In this instance, Jesus did not say or do anything—even though he could have.
Another place we see this is in Jesus’ temptation in the wilderness. Jesus commits not to “throw himself off a pinnacle” in order to prove who he is. You see—difficult conversations are not about proving, they are about listening. If passions are aroused, the conversation is over.
Therefore, when we are angry, when the blood pressure is up, and we’re on the verge of being out of control—walk away. Small fires can breed giant, uncontrollable conflagrations. If passions are aroused, cover it with quiet leave-taking.
2. Do your own inner work first.
The second incident is in Luke 9. Everything is going great. Jesus feeds 5,000 people and later, he is transfigured. In verse 43, everyone is marveling at all he is doing.
But then in verses 52-55, Jesus sends messengers to a Samaritan village to prepare for him. The messengers are turned away because Jesus is traveling to Jerusalem. James and John, two of his closest disciples, upon hearing this respond with, “Lord, do you want us to command fire to come down from heaven and consume them?”
James and John are so indignant and offended, they are willing to destroy an entire village of men, women, and children. This is the insanity of an irrational rage and puffed-up arrogance.
Jesus rebukes them.
Going back again to his temptation in the wilderness, Jesus commits not to satisfy short-term emotional and physical needs by taking things into his own hands. He does not turn the stones into bread.
My point is this: If your response to any issue is unrighteous anger, disgust, or hatred, then you have inner work to do first.

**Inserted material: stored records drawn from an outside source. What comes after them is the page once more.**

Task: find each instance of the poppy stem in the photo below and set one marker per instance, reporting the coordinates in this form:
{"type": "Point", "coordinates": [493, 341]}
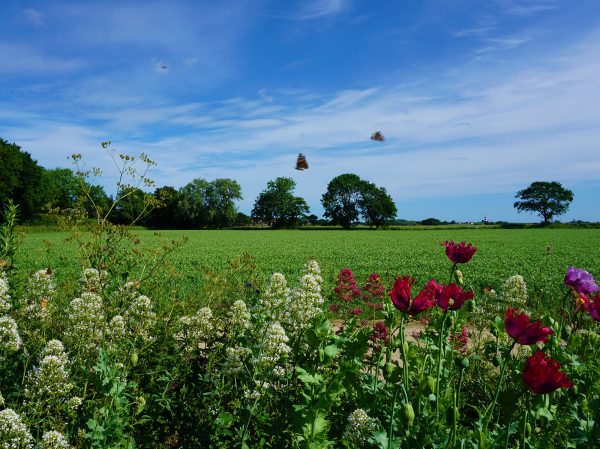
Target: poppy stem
{"type": "Point", "coordinates": [490, 408]}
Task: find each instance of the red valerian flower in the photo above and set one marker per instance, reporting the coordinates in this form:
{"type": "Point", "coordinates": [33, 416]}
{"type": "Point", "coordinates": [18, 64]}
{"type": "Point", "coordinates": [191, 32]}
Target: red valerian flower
{"type": "Point", "coordinates": [519, 327]}
{"type": "Point", "coordinates": [346, 288]}
{"type": "Point", "coordinates": [380, 335]}
{"type": "Point", "coordinates": [459, 252]}
{"type": "Point", "coordinates": [402, 300]}
{"type": "Point", "coordinates": [593, 307]}
{"type": "Point", "coordinates": [542, 374]}
{"type": "Point", "coordinates": [452, 297]}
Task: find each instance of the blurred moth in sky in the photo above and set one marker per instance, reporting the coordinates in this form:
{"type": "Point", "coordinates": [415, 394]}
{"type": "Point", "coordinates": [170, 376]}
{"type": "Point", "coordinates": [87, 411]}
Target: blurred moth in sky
{"type": "Point", "coordinates": [301, 163]}
{"type": "Point", "coordinates": [377, 136]}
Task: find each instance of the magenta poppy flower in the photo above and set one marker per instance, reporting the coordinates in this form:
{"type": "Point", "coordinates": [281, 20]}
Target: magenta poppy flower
{"type": "Point", "coordinates": [452, 297]}
{"type": "Point", "coordinates": [581, 281]}
{"type": "Point", "coordinates": [519, 327]}
{"type": "Point", "coordinates": [593, 307]}
{"type": "Point", "coordinates": [459, 252]}
{"type": "Point", "coordinates": [402, 300]}
{"type": "Point", "coordinates": [542, 374]}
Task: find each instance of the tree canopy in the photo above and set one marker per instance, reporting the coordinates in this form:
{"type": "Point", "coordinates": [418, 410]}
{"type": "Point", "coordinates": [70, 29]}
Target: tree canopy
{"type": "Point", "coordinates": [278, 206]}
{"type": "Point", "coordinates": [348, 197]}
{"type": "Point", "coordinates": [547, 199]}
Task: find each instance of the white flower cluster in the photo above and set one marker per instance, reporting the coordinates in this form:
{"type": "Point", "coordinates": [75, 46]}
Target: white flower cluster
{"type": "Point", "coordinates": [91, 280]}
{"type": "Point", "coordinates": [4, 296]}
{"type": "Point", "coordinates": [275, 348]}
{"type": "Point", "coordinates": [14, 434]}
{"type": "Point", "coordinates": [238, 318]}
{"type": "Point", "coordinates": [140, 318]}
{"type": "Point", "coordinates": [49, 383]}
{"type": "Point", "coordinates": [359, 428]}
{"type": "Point", "coordinates": [86, 322]}
{"type": "Point", "coordinates": [273, 303]}
{"type": "Point", "coordinates": [10, 340]}
{"type": "Point", "coordinates": [514, 291]}
{"type": "Point", "coordinates": [41, 288]}
{"type": "Point", "coordinates": [116, 329]}
{"type": "Point", "coordinates": [305, 302]}
{"type": "Point", "coordinates": [55, 348]}
{"type": "Point", "coordinates": [193, 331]}
{"type": "Point", "coordinates": [235, 358]}
{"type": "Point", "coordinates": [54, 440]}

Spend time in prayer—as long as it takes, and it could take months—to know the source of your own unrighteous fire before you correct others. I think much of the time, most of us shouldn’t talk at all. We are so unaware of our own transgressing.
3. Embrace humility.
The third incident, also in Luke 9, finds the disciples arguing about who is the greatest. Taking a child, Jesus teaches them to choose the least place rather than the best. Trying to have the most status, most access, most power, most “rightness” will drive us to compete rather than connect. To become like a child, we give up our privilege to be in control.
In the desert, Jesus would not bow down to worship anything about the fallen one or the fallen way. Whenever our “rightness” or “righteousness” leads to unkindness, we give homage to both. Whenever we feel overwhelming urges to compete, conquer, or control, we are living out of our own pride and privilege.

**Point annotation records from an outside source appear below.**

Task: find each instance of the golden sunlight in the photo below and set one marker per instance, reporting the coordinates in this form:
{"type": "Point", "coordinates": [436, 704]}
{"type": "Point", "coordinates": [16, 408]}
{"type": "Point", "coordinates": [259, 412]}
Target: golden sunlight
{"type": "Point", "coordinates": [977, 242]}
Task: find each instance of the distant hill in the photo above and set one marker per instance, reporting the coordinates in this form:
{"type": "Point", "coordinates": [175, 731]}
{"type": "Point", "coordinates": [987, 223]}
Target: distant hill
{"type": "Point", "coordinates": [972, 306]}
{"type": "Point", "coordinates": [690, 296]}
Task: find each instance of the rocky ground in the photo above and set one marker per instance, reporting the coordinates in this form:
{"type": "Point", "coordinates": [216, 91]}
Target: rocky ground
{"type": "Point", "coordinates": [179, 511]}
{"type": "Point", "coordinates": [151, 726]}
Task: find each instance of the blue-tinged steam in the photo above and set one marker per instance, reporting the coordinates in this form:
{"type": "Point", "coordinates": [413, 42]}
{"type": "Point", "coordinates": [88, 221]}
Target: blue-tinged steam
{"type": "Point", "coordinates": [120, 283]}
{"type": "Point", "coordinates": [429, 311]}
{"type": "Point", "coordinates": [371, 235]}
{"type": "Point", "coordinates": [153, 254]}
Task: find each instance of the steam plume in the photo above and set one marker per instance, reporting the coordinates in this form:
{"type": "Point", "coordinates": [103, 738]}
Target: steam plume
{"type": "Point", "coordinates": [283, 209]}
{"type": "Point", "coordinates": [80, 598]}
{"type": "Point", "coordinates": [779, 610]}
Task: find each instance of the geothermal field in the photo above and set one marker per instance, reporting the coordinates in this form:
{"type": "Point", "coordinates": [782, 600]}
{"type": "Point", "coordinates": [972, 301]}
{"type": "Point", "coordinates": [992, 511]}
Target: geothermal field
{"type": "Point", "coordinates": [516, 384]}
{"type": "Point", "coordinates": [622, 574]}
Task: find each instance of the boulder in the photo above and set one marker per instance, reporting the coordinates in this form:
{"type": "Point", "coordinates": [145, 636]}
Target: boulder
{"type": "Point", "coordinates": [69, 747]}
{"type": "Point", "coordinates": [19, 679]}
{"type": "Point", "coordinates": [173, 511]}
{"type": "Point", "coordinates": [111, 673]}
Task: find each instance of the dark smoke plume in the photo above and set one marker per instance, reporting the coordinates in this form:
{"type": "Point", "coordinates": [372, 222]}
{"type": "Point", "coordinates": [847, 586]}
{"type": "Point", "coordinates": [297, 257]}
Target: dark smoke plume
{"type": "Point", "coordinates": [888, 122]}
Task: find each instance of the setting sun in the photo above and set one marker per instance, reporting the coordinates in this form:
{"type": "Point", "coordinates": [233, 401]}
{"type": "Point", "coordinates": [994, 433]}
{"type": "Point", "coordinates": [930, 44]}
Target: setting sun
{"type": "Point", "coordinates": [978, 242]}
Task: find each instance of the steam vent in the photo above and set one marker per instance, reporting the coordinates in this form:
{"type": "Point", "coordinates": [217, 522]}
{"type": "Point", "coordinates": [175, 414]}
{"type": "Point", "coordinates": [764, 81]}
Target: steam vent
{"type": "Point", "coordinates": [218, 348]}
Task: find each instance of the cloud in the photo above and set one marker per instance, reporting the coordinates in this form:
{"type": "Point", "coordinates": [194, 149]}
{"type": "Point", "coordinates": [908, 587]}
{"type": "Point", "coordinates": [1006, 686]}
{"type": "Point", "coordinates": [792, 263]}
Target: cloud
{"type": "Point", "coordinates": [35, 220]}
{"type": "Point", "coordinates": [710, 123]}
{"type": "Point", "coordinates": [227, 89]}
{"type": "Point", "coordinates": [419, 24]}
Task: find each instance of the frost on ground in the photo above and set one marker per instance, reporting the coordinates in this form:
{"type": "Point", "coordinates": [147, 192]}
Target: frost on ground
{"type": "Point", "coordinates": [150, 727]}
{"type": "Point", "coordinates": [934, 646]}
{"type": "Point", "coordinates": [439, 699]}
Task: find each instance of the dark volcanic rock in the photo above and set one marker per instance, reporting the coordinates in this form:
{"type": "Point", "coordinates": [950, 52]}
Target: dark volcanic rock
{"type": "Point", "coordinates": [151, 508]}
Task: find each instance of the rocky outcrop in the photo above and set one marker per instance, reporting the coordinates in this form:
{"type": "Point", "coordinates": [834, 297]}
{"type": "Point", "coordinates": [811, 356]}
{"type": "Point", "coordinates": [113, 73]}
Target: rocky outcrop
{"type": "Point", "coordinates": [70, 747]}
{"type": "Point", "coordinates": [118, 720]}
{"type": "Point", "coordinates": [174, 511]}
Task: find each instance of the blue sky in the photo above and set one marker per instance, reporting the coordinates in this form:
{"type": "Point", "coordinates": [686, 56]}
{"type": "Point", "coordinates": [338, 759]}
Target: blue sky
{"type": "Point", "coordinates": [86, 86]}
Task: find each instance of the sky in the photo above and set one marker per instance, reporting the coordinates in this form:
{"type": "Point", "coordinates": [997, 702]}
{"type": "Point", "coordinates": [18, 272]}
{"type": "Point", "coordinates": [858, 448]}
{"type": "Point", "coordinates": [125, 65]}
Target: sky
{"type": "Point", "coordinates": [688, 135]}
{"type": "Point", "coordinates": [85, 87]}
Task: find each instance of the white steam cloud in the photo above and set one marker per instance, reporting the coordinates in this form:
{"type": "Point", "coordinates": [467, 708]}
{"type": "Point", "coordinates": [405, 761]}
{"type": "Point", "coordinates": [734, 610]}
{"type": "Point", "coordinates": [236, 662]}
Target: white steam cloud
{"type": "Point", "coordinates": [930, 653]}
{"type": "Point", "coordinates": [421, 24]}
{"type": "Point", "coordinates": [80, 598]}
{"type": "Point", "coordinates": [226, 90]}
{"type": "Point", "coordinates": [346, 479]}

Instead, let us take the place of the child and embrace humility.
Difficult Conversations Can be the Place We Welcome God’s Kingdom of Peace
How can we suppose that in our carnal, crowded, and arrogant human frame we can have a conversation with anyone different from ourselves and expect a good outcome?
Wouldn’t it be amazing if we had a quiet room during difficult conversations where anyone could go to pray and process when they become angry or fearful?

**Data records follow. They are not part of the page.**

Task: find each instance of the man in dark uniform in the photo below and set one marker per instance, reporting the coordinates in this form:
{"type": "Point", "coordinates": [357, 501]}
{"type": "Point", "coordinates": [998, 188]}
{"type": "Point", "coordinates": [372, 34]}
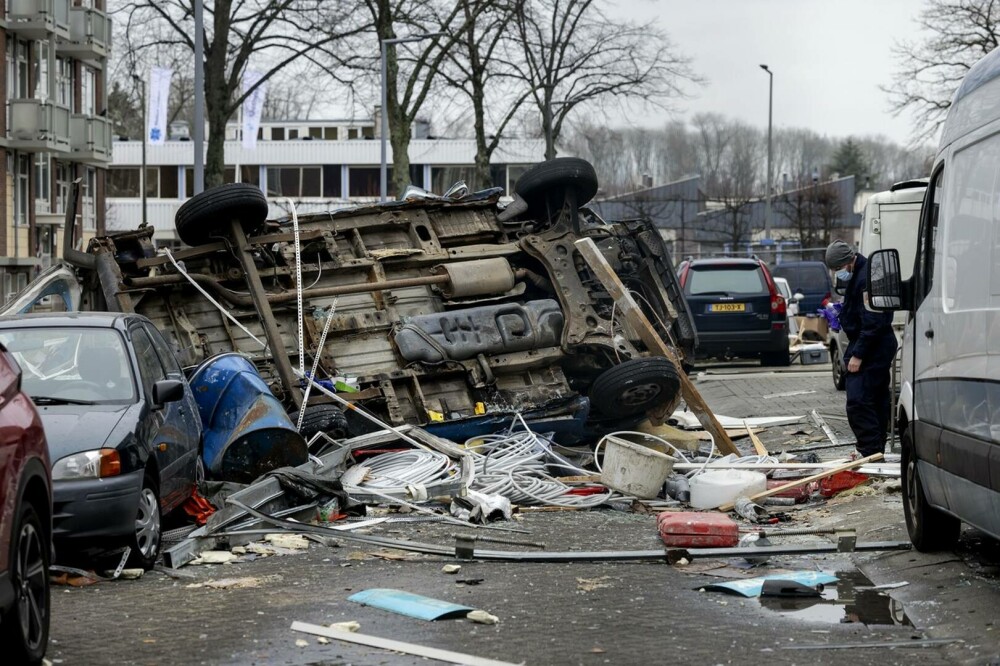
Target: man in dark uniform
{"type": "Point", "coordinates": [870, 351]}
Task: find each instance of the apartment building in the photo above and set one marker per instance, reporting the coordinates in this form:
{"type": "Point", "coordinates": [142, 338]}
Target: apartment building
{"type": "Point", "coordinates": [54, 130]}
{"type": "Point", "coordinates": [319, 165]}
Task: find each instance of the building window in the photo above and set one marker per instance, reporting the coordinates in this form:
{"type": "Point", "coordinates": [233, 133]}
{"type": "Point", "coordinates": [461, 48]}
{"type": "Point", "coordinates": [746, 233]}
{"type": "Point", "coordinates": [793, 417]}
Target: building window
{"type": "Point", "coordinates": [64, 82]}
{"type": "Point", "coordinates": [22, 191]}
{"type": "Point", "coordinates": [42, 182]}
{"type": "Point", "coordinates": [123, 182]}
{"type": "Point", "coordinates": [88, 88]}
{"type": "Point", "coordinates": [63, 176]}
{"type": "Point", "coordinates": [88, 196]}
{"type": "Point", "coordinates": [22, 70]}
{"type": "Point", "coordinates": [331, 181]}
{"type": "Point", "coordinates": [294, 181]}
{"type": "Point", "coordinates": [366, 181]}
{"type": "Point", "coordinates": [41, 70]}
{"type": "Point", "coordinates": [169, 183]}
{"type": "Point", "coordinates": [249, 173]}
{"type": "Point", "coordinates": [443, 178]}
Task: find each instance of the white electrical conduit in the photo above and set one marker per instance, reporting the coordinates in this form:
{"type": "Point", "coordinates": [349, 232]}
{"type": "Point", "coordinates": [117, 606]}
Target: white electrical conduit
{"type": "Point", "coordinates": [298, 290]}
{"type": "Point", "coordinates": [319, 355]}
{"type": "Point", "coordinates": [225, 312]}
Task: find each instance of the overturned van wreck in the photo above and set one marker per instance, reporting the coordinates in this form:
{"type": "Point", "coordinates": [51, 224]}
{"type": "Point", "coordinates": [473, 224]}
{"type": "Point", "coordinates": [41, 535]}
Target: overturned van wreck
{"type": "Point", "coordinates": [453, 313]}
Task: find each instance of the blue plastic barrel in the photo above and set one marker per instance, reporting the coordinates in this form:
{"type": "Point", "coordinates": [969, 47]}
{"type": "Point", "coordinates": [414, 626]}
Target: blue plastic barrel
{"type": "Point", "coordinates": [246, 430]}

Wouldn’t it be amazing if we spent as much time processing our own anger and inner turmoil in prayer with the Spirit and with trusted guides as we do attacking and trying to control outcomes? We would all benefit from a working awareness of our own triggers and from taking ownership of our own “stuff.”
Wouldn’t it be amazing if we came with humility to a difficult conversation, resting in the truth that God is Sovereign and Wise, and we are not?
In doing these things, is it possible we could become persons of peace—like Jesus, the Lamb of God?
I think we can.
But the fruit of the Spirit is love, joy, peace, patience, kindness, goodness, faithfulness, gentleness, self-control; against such things there is not law. Now those who belong to Christ Jesus have crucified the flesh with its passions and desires. If we live by the Spirit, let us also walk by the Spirit. Let us not become boastful, challenging one another, envying one another. Gal. 5:22-25
 Righteous anger is the appropriate anger that compels us to address an injustice, and it always costs us something. Unrighteous anger drives us to hurt someone so we “feel better” and we “make them listen.”